Die Verbesserung des Passagierkomforts bis zum Jahr 2050 stand auch im
Mittelpunkt des EU-Projekts „Virtual
Reality Hyperspace“, das kürzlich mit
neun Partnern aus sechs Ländern abgeschlossen wurde. Neben Wissenschaftlern waren daran auch die Entwicklungsabteilung von Airbus sowie der
Satellitenhersteller Thales Alenia Space
beteiligt. Zu den Beratern zählten auch
Firmen wie etwa die Lufthansa. Der
Schlussbericht des Gremiums steht jedoch noch aus. Die an dem Projekt beteiligte Wissenschaftlerin Betty Mohler
vom Max-Planck Institut für biologische
Kybernetik verweist auf die die enormen
Möglichkeiten künstlicher Welten. „Unabhängig davon, ob die Zukunft fensterlose Flugzeugdesigns bringt, klagen derzeit die meisten Passagiere über ihren
begrenzten Raum“, sagt sie. Tatsächlich
sitze nur eine geringe Zahl von ihnen
derzeit an einem Fenster. „Über virtuelle
Realität möchten wir positive Illusionen
über mehr Platz schaffen.“
Mohler geht davon aus, dass künftig
nicht nur große Displays an Bord Kunstwelten vorspiegeln, sondern die Passagiere beispielsweise Spezialbrillen tragen
werden, über die ihnen individuelle virtuelle Welten vorgespielt werden. Damit
sei es möglich, selbst auf einem engen
Sitzplatz sein Umfeld auszublenden,
sagt sie. Durch die Illusion eines veränderten Raumes könne auch das Körpergefühl geändert werden. So lasse sich
beispielsweise die beengende Rückenlehne des Vordermanns im Flugzeug mit
Hilfe einer Computerbrille einfach
transparent wegschalten. Nach Angaben
Mohlers gibt es sogar erste Versuche mit
solchen Brillen, bei denen der Sitznachbar in eine andere Person verwandelt
werden kann – also in einen künstlichen
Stellvertreter oder Avatar.
Dann könnte beispielsweise der beste
Freund neben einem sitzen, sobald man
ein spezielles Headset aufgesetzt hat.
Zudem könnte auch das Äußere der Mitreisenden verändert werden, die Art,
wie sie wahrgenommen werden. „Wir
können ihr Bild manipulieren“, sagt
Mohler.

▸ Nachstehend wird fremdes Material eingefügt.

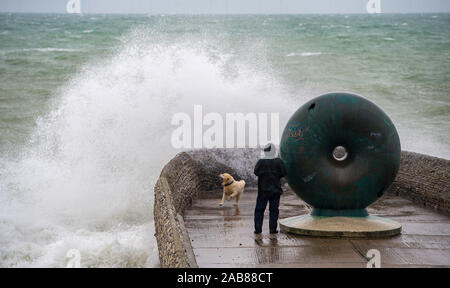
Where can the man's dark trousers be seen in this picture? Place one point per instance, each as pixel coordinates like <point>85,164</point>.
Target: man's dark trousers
<point>261,204</point>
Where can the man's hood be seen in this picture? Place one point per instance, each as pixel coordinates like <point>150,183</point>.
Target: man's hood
<point>269,151</point>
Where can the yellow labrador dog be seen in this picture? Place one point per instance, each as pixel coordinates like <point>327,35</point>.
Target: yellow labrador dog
<point>231,188</point>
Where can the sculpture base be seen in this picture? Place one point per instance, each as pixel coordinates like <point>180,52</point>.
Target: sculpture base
<point>347,227</point>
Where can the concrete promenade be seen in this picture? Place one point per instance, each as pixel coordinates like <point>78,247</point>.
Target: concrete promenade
<point>223,236</point>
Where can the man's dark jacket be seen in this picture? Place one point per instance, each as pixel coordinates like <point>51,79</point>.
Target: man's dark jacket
<point>269,172</point>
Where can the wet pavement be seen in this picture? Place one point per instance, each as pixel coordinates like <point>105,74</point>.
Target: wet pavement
<point>223,236</point>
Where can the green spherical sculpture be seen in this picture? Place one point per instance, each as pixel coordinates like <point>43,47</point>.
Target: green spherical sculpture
<point>341,153</point>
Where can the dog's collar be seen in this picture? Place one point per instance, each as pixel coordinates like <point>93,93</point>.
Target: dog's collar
<point>228,184</point>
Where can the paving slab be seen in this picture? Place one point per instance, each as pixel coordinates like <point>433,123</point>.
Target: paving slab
<point>223,236</point>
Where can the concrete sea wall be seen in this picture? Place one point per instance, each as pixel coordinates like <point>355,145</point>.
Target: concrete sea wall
<point>421,178</point>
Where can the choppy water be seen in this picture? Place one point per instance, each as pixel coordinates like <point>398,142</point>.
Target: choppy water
<point>86,103</point>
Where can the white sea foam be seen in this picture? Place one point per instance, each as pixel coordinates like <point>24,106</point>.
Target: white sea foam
<point>85,181</point>
<point>304,54</point>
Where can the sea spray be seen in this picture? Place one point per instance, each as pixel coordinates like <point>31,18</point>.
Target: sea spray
<point>85,179</point>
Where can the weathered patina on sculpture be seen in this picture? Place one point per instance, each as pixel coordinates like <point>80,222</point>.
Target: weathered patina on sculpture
<point>341,152</point>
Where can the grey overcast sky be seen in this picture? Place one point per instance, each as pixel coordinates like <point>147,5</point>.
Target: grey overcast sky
<point>226,6</point>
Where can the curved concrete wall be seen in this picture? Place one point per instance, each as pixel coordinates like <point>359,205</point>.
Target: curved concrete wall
<point>421,178</point>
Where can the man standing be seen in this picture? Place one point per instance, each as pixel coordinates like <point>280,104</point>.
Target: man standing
<point>269,171</point>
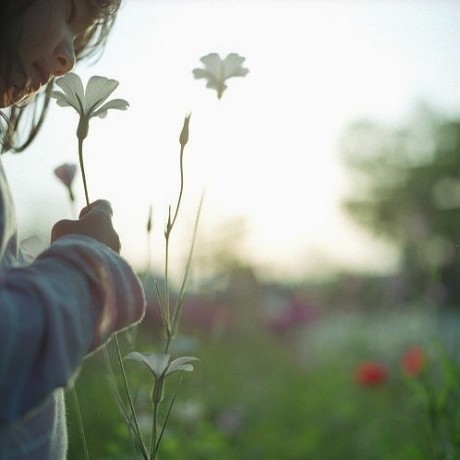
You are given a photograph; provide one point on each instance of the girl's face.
(46, 46)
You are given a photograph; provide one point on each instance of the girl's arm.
(54, 312)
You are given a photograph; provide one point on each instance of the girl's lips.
(40, 77)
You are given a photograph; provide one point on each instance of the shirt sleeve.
(54, 312)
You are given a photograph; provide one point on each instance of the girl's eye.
(72, 11)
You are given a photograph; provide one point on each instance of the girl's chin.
(16, 96)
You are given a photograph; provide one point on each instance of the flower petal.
(63, 100)
(232, 66)
(66, 173)
(156, 362)
(72, 86)
(119, 104)
(98, 90)
(181, 364)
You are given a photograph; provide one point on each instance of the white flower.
(217, 71)
(160, 365)
(88, 103)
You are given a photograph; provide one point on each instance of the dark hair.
(21, 123)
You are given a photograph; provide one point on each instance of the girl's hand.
(95, 221)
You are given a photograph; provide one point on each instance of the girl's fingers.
(98, 205)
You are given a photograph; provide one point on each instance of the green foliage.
(260, 395)
(406, 188)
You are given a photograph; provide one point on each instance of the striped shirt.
(53, 312)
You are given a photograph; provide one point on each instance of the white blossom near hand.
(87, 103)
(217, 71)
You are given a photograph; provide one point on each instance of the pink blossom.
(66, 173)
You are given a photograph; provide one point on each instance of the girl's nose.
(64, 58)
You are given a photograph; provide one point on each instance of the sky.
(266, 156)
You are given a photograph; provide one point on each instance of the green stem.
(81, 428)
(82, 168)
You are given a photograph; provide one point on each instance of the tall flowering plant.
(91, 102)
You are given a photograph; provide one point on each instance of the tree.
(406, 188)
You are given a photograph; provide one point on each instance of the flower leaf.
(181, 364)
(98, 90)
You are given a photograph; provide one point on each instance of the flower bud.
(183, 138)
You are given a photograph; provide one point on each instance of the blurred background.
(327, 253)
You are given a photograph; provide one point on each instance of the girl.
(79, 291)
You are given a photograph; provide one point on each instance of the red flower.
(413, 360)
(371, 374)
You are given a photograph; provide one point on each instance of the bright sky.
(267, 152)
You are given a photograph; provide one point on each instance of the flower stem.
(80, 422)
(82, 168)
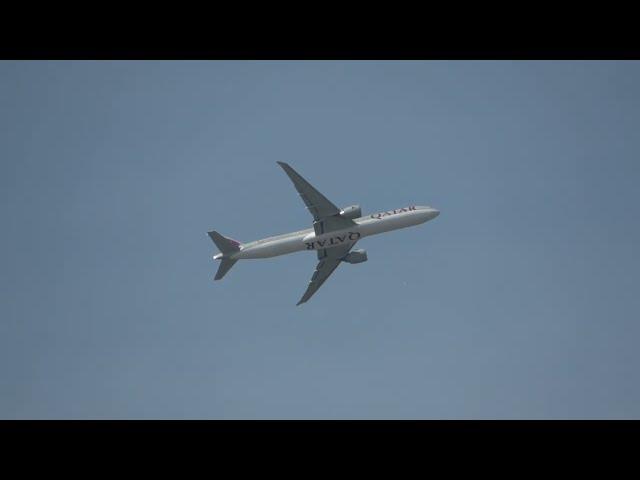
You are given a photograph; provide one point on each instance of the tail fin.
(224, 244)
(225, 266)
(227, 246)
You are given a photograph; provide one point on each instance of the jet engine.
(354, 211)
(356, 256)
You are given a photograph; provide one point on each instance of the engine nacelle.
(356, 256)
(352, 212)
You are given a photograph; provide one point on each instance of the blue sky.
(519, 301)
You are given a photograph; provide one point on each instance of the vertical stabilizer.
(224, 244)
(225, 266)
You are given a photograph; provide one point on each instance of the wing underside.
(326, 218)
(329, 259)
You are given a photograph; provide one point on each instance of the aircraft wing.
(329, 259)
(325, 214)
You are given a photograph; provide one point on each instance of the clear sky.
(521, 300)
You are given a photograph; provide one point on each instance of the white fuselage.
(307, 239)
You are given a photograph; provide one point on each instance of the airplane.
(335, 231)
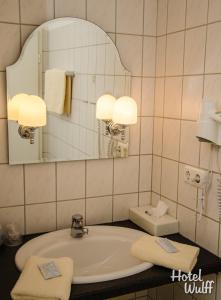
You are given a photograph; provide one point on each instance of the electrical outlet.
(196, 177)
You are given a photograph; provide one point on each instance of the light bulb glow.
(125, 111)
(33, 112)
(104, 107)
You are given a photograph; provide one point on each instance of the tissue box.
(156, 226)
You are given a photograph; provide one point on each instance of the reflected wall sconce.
(30, 113)
(116, 113)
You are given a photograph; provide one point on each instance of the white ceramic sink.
(103, 254)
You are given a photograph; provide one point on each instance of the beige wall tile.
(99, 181)
(66, 209)
(122, 204)
(214, 10)
(174, 54)
(161, 56)
(207, 234)
(103, 211)
(150, 17)
(3, 141)
(196, 12)
(192, 97)
(189, 144)
(13, 215)
(145, 172)
(102, 13)
(71, 180)
(130, 49)
(187, 222)
(126, 175)
(195, 51)
(146, 135)
(40, 217)
(211, 201)
(26, 31)
(169, 180)
(71, 8)
(36, 12)
(159, 97)
(171, 138)
(176, 15)
(213, 49)
(162, 17)
(136, 83)
(134, 144)
(158, 136)
(173, 97)
(187, 194)
(40, 183)
(156, 174)
(130, 16)
(3, 101)
(149, 55)
(11, 185)
(9, 11)
(10, 48)
(148, 88)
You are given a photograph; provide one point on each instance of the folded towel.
(68, 95)
(55, 88)
(147, 249)
(32, 286)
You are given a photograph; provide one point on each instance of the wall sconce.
(30, 113)
(116, 113)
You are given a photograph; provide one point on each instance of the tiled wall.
(187, 69)
(43, 197)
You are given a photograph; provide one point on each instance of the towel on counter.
(147, 249)
(32, 286)
(58, 91)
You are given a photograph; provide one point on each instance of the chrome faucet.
(77, 228)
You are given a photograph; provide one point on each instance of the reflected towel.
(55, 87)
(147, 249)
(68, 95)
(32, 286)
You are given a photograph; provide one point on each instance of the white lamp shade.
(104, 107)
(14, 106)
(32, 113)
(125, 111)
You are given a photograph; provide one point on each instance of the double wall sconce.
(116, 113)
(30, 113)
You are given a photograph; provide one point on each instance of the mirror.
(92, 67)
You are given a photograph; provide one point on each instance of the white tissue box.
(156, 226)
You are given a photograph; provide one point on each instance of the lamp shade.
(105, 106)
(14, 106)
(32, 113)
(125, 111)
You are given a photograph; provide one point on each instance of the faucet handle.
(77, 218)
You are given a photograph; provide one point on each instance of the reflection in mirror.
(70, 63)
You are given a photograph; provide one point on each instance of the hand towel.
(147, 249)
(68, 95)
(55, 88)
(32, 286)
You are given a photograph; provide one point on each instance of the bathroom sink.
(103, 254)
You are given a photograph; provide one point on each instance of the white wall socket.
(196, 177)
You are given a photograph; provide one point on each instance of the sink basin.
(103, 254)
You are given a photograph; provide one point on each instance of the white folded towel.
(55, 89)
(147, 249)
(32, 286)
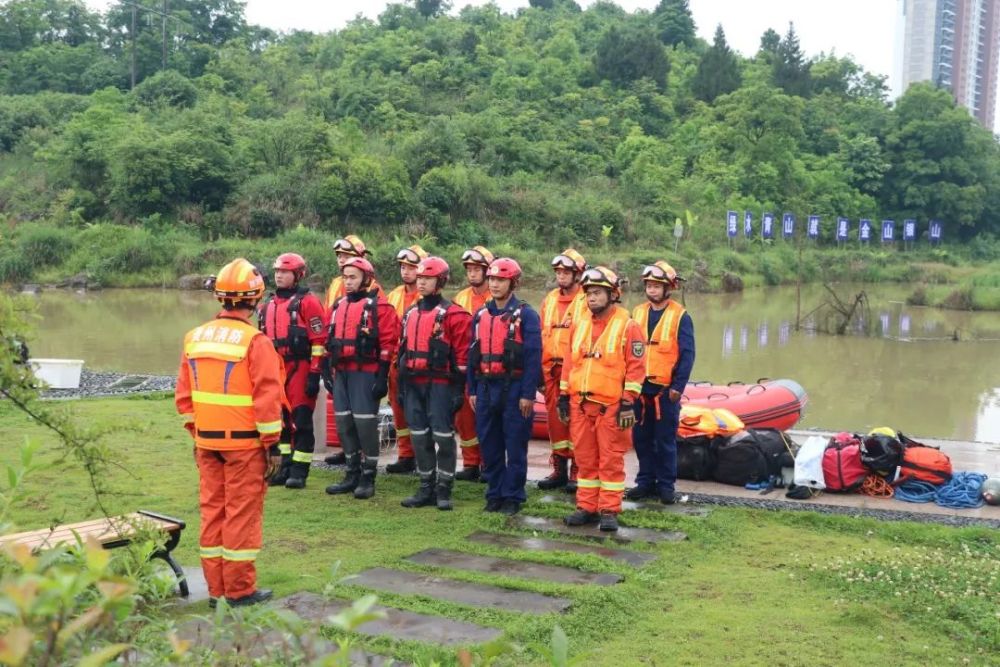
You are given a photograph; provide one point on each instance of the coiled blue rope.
(962, 492)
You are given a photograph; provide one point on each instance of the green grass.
(747, 588)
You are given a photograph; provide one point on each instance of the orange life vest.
(499, 347)
(555, 326)
(353, 334)
(221, 392)
(426, 345)
(662, 350)
(598, 367)
(470, 301)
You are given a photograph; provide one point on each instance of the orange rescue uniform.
(603, 363)
(230, 390)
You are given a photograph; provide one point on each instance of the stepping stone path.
(623, 535)
(511, 568)
(635, 558)
(682, 509)
(476, 595)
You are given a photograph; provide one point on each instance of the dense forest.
(549, 127)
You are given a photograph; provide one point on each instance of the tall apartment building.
(956, 45)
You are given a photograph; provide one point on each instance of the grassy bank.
(149, 256)
(748, 587)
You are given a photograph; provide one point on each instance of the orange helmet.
(505, 267)
(661, 272)
(477, 256)
(290, 261)
(411, 255)
(239, 281)
(351, 245)
(601, 276)
(365, 267)
(434, 267)
(569, 259)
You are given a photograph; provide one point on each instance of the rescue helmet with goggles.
(661, 272)
(505, 267)
(351, 245)
(239, 281)
(293, 262)
(434, 267)
(569, 259)
(411, 255)
(364, 266)
(601, 276)
(477, 256)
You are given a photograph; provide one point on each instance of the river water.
(908, 373)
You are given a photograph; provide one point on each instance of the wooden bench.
(110, 533)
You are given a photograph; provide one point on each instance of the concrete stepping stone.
(623, 535)
(635, 558)
(511, 568)
(476, 595)
(397, 624)
(683, 509)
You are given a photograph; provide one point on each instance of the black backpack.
(753, 456)
(696, 457)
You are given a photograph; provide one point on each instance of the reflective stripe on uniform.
(240, 554)
(269, 427)
(215, 398)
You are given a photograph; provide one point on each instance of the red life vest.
(353, 333)
(499, 347)
(426, 347)
(280, 321)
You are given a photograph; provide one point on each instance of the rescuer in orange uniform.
(433, 354)
(669, 359)
(294, 320)
(401, 299)
(560, 308)
(476, 261)
(345, 248)
(364, 332)
(230, 390)
(603, 370)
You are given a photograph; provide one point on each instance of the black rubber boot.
(581, 518)
(559, 476)
(468, 474)
(351, 477)
(403, 465)
(424, 497)
(258, 596)
(337, 459)
(366, 488)
(444, 495)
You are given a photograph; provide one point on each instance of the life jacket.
(555, 329)
(282, 323)
(662, 350)
(353, 331)
(471, 301)
(498, 347)
(598, 367)
(425, 348)
(222, 392)
(401, 300)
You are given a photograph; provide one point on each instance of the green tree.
(627, 55)
(718, 70)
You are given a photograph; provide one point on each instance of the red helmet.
(434, 267)
(505, 267)
(364, 265)
(290, 261)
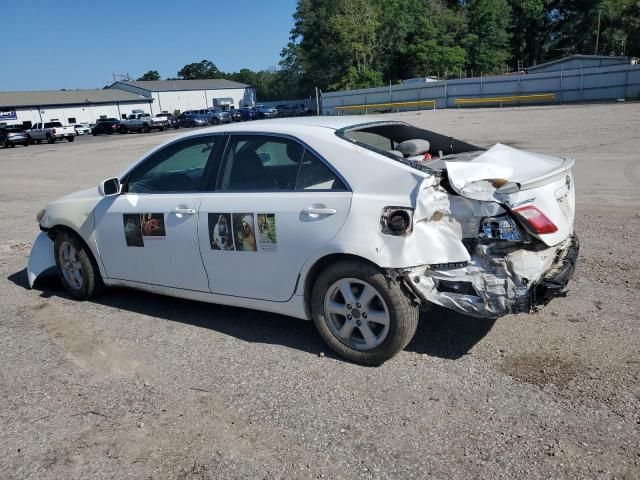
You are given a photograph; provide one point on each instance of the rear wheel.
(76, 267)
(361, 314)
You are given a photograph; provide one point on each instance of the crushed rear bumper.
(497, 281)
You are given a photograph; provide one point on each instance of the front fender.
(42, 259)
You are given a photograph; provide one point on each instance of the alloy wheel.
(356, 314)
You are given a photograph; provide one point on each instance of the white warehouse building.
(69, 106)
(181, 95)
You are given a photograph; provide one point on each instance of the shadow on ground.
(441, 333)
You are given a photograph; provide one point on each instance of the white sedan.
(352, 222)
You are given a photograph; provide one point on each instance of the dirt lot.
(134, 385)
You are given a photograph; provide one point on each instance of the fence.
(576, 85)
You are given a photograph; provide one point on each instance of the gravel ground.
(133, 385)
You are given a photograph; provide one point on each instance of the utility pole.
(598, 34)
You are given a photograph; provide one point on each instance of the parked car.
(81, 129)
(105, 126)
(215, 116)
(284, 110)
(189, 120)
(288, 223)
(171, 119)
(140, 122)
(263, 111)
(243, 114)
(51, 131)
(10, 136)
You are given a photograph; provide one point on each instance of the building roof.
(171, 85)
(67, 97)
(584, 58)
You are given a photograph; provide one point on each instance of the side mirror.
(109, 187)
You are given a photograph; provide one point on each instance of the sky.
(50, 45)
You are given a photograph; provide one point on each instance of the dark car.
(243, 114)
(193, 120)
(12, 136)
(105, 126)
(173, 121)
(284, 110)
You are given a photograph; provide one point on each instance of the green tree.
(488, 41)
(200, 70)
(150, 75)
(530, 31)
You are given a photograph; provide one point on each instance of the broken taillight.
(537, 220)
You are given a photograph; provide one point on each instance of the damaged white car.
(354, 223)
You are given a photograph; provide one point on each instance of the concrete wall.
(81, 113)
(586, 84)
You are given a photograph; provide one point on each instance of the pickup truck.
(140, 122)
(51, 131)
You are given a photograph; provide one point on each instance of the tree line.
(347, 44)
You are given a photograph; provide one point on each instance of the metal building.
(181, 95)
(69, 106)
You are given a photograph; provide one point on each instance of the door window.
(179, 167)
(316, 175)
(259, 163)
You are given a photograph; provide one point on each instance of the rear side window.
(266, 163)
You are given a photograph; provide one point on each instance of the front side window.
(255, 163)
(178, 167)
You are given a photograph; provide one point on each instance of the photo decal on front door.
(141, 226)
(243, 232)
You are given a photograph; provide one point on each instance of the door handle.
(318, 211)
(183, 211)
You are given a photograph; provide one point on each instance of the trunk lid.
(520, 181)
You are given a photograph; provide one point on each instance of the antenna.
(121, 77)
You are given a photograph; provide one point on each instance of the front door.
(274, 205)
(149, 233)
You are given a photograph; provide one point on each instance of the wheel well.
(319, 266)
(53, 232)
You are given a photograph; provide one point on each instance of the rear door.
(149, 233)
(274, 205)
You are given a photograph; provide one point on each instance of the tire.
(395, 314)
(76, 267)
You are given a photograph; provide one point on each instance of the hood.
(481, 176)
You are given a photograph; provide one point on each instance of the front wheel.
(361, 314)
(78, 272)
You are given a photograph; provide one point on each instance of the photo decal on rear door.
(267, 240)
(138, 226)
(244, 232)
(220, 235)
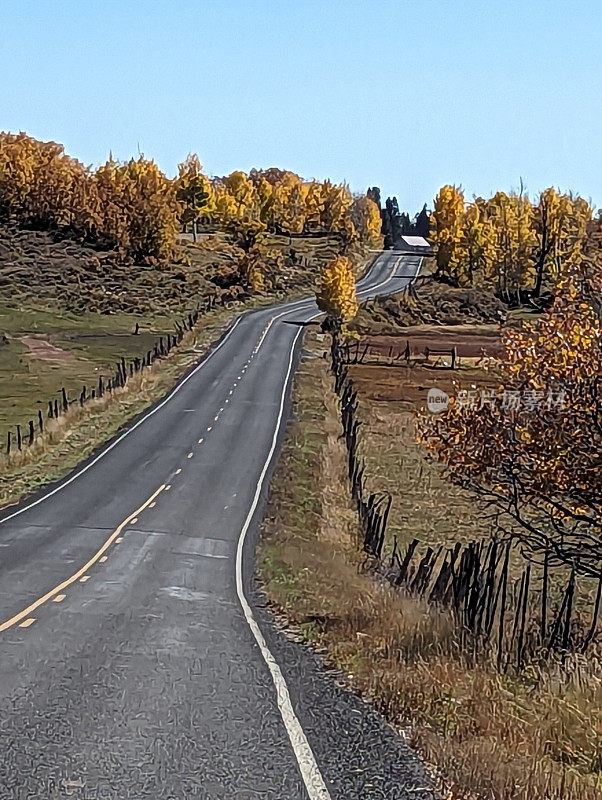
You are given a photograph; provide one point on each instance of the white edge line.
(308, 766)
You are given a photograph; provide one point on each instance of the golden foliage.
(540, 462)
(131, 206)
(336, 294)
(507, 240)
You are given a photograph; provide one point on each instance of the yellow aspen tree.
(336, 295)
(447, 229)
(194, 193)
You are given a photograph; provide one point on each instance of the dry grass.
(79, 432)
(535, 735)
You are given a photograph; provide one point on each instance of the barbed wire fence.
(518, 618)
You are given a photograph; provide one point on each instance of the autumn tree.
(194, 193)
(336, 295)
(532, 450)
(448, 213)
(560, 224)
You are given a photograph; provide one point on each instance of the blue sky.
(407, 95)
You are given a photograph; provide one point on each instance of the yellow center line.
(96, 557)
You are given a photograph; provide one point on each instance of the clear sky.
(406, 95)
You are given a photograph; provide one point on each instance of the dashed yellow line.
(22, 615)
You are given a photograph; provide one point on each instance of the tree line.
(509, 242)
(134, 207)
(532, 449)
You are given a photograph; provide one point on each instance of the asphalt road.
(134, 661)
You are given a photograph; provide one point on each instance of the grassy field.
(45, 350)
(73, 310)
(531, 735)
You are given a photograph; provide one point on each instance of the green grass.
(91, 345)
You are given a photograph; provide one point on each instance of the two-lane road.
(133, 664)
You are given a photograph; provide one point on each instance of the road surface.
(134, 661)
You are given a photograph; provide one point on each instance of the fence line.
(58, 406)
(518, 621)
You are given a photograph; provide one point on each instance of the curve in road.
(133, 662)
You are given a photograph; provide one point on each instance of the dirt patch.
(476, 343)
(431, 303)
(41, 348)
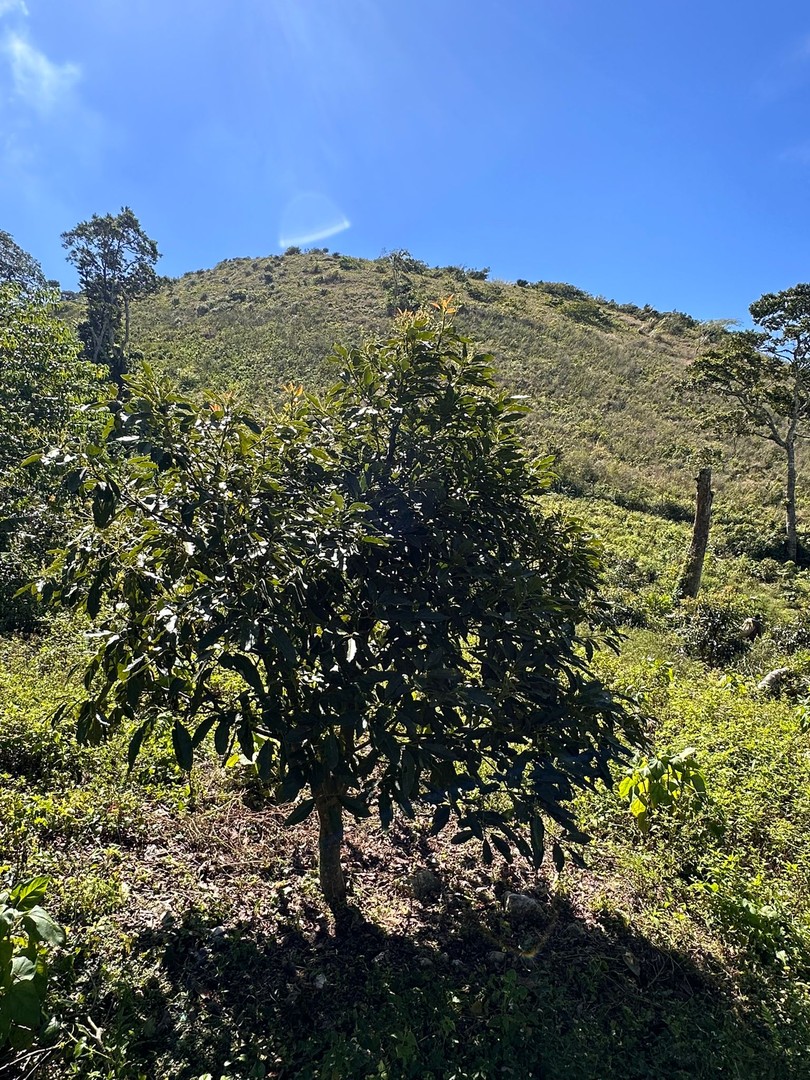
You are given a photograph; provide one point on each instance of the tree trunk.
(331, 840)
(791, 501)
(689, 583)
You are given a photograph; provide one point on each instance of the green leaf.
(264, 761)
(221, 736)
(502, 846)
(557, 858)
(441, 817)
(239, 662)
(41, 927)
(135, 743)
(184, 747)
(284, 645)
(356, 807)
(537, 836)
(30, 892)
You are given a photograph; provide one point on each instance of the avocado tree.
(116, 264)
(763, 378)
(363, 594)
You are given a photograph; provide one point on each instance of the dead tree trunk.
(689, 583)
(792, 543)
(331, 841)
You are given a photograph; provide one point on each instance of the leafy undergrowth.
(199, 945)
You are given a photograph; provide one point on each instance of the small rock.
(518, 903)
(426, 885)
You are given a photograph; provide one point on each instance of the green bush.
(26, 930)
(711, 630)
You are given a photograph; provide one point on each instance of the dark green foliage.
(19, 268)
(41, 382)
(363, 594)
(116, 264)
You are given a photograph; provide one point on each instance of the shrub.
(26, 930)
(712, 631)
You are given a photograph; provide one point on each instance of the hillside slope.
(604, 378)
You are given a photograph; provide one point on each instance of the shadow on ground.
(470, 993)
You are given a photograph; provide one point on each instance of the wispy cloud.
(786, 73)
(11, 7)
(38, 80)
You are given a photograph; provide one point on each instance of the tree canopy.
(763, 378)
(364, 594)
(116, 262)
(42, 380)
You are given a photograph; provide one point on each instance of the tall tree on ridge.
(116, 262)
(17, 267)
(764, 379)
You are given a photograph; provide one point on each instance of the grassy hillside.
(604, 378)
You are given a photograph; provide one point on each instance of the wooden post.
(689, 583)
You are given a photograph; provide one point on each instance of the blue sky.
(649, 152)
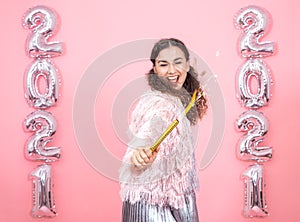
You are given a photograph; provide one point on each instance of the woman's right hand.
(142, 157)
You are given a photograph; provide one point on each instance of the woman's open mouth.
(173, 79)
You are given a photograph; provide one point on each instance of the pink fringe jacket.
(173, 173)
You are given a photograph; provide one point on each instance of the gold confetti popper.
(173, 124)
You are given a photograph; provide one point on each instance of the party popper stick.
(174, 123)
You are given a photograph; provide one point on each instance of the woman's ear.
(154, 69)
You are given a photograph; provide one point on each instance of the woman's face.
(171, 64)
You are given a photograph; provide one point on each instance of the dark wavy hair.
(191, 83)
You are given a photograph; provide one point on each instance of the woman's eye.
(163, 64)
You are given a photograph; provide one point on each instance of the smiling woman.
(160, 185)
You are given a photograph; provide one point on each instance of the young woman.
(160, 186)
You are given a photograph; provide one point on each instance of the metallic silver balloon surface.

Etwas dünner, etwas dicker,
statt einem Mann eine Frau – alles
scheint möglich. Selbst das eigene Aussehen könnte über Datenbrillen verändert wahrgenommen werden. Die Technik virtueller Welten könnte sogar die
Einteilung der Passagierkabine ändern,
heißt es in der Branche. Statt Economy,
Business und First Class könnten dann
unterschiedliche technische Möglichkeiten für die Einteilung sorgen. Möglich
seien Kontaktzonen, in denen Treffen
mit Freunden stattfinden, die von der
Erde auf Riesendisplays ins Flugzeug
übertragen werden.
Doch bevor all das Realität wird, seien
noch einige technische Probleme zu lösen, deutet Mohler an. Auch Oliver Stefani vom Fraunhofer-Institut gibt zu,
dass noch Verbesserungsbedarf besteht.
Noch sei die Technik teilweise zu teuer
oder die Computerbrillen für die Passagiere zu unpraktisch. Dennoch ist er
überzeugt, dass diese Technologien irgendwann an Bord kommen werden.